The most widely accepted theory of Brian Shaffer's disappearance is that he died accidentally in the construction zone adjacent to the Ugly Tuna Saloona. The building was undergoing major renovations. The construction area was accessible — a door was propped open, or the bar's back hallway led directly into the worksite. Brian, intoxicated and disoriented, may have wandered into the construction zone, fallen into a deep hole, or become trapped behind framing and drywall. The next day, workers arrived and, unaware of his presence, poured concrete or sealed a wall — entombing Brian's body inside the building itself. This would explain why the cadaver dogs alerted to a specific area. It would explain why no body was ever found. It would explain why Brian's phone never pinged again — buried under layers of concrete and steel, no signal could escape. It would explain why the security cameras never captured him leaving. He never left. He is still there — sealed inside a building where thousands of students have since eaten, drunk, and danced, unaware that a body is entombed within the walls. The South Campus Gateway building has been extensively renovated since 2006. The Ugly Tuna Saloona has closed. The space has changed hands multiple times. No remains have ever been found. But the construction zone theory remains the most plausible — and the most haunting — explanation for what happened to Brian Shaffer.

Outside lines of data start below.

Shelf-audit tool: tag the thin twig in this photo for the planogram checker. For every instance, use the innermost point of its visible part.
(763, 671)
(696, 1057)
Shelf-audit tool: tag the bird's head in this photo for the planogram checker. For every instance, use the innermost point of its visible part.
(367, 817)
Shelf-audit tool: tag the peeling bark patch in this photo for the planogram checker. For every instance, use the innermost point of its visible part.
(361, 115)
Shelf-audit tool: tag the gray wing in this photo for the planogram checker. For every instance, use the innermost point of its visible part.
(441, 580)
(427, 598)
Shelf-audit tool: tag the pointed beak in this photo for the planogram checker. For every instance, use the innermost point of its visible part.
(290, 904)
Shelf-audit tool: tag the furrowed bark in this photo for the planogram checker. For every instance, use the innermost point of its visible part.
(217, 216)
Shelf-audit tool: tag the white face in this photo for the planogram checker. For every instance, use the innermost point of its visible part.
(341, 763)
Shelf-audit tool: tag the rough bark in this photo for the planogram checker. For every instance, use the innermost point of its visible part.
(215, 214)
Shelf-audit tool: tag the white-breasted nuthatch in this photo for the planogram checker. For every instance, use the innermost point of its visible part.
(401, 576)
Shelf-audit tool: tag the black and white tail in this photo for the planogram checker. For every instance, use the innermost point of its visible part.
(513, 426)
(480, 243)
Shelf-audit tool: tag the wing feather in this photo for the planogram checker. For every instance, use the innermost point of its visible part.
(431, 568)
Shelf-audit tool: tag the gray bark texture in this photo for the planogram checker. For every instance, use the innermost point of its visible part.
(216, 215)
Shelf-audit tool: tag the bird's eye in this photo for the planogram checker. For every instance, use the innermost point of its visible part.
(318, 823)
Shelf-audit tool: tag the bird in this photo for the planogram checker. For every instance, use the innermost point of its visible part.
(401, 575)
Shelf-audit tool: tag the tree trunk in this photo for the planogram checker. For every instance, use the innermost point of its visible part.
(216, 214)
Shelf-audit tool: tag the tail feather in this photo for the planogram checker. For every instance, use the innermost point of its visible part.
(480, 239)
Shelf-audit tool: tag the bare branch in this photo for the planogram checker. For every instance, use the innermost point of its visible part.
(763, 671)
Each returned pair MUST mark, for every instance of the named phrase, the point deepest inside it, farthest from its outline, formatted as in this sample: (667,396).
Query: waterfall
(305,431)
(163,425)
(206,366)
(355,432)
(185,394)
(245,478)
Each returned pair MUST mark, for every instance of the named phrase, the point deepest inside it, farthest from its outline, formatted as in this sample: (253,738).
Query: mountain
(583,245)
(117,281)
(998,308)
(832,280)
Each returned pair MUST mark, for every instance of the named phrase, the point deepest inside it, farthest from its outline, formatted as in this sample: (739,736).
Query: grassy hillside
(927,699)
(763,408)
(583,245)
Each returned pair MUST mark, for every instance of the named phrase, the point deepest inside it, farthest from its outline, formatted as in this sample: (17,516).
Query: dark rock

A Family Destroyed: The Shaffer Legacy
"The disappearance of Brian Shaffer did not just take one life. It destroyed a family. His father, Randy Shaffer, was a devoted parent who never stopped searching. He drove from Pennsylvania to Columbus repeatedly. He organized searches. He pleaded with the police. He died in September 2008 — killed by a falling tree branch while clearing storm debris in his yard. He was 57 years old. His mother, Renee Shaffer, spent the rest of her life waiting for a phone call that never came. She died in 2020. Brian's brother, Derek, has said that the grief of not knowing — the endless, cyclical torture of hope and despair — has been worse than any confirmed death could have been. Brian Shaffer was declared legally dead in 2013, seven years after his disappearance. His family received a death certificate, but no body, no grave, no closure. The case remains open. The Ugly Tuna Saloona is gone. The building still stands. Somewhere — perhaps within its walls — the answer to the mystery waits."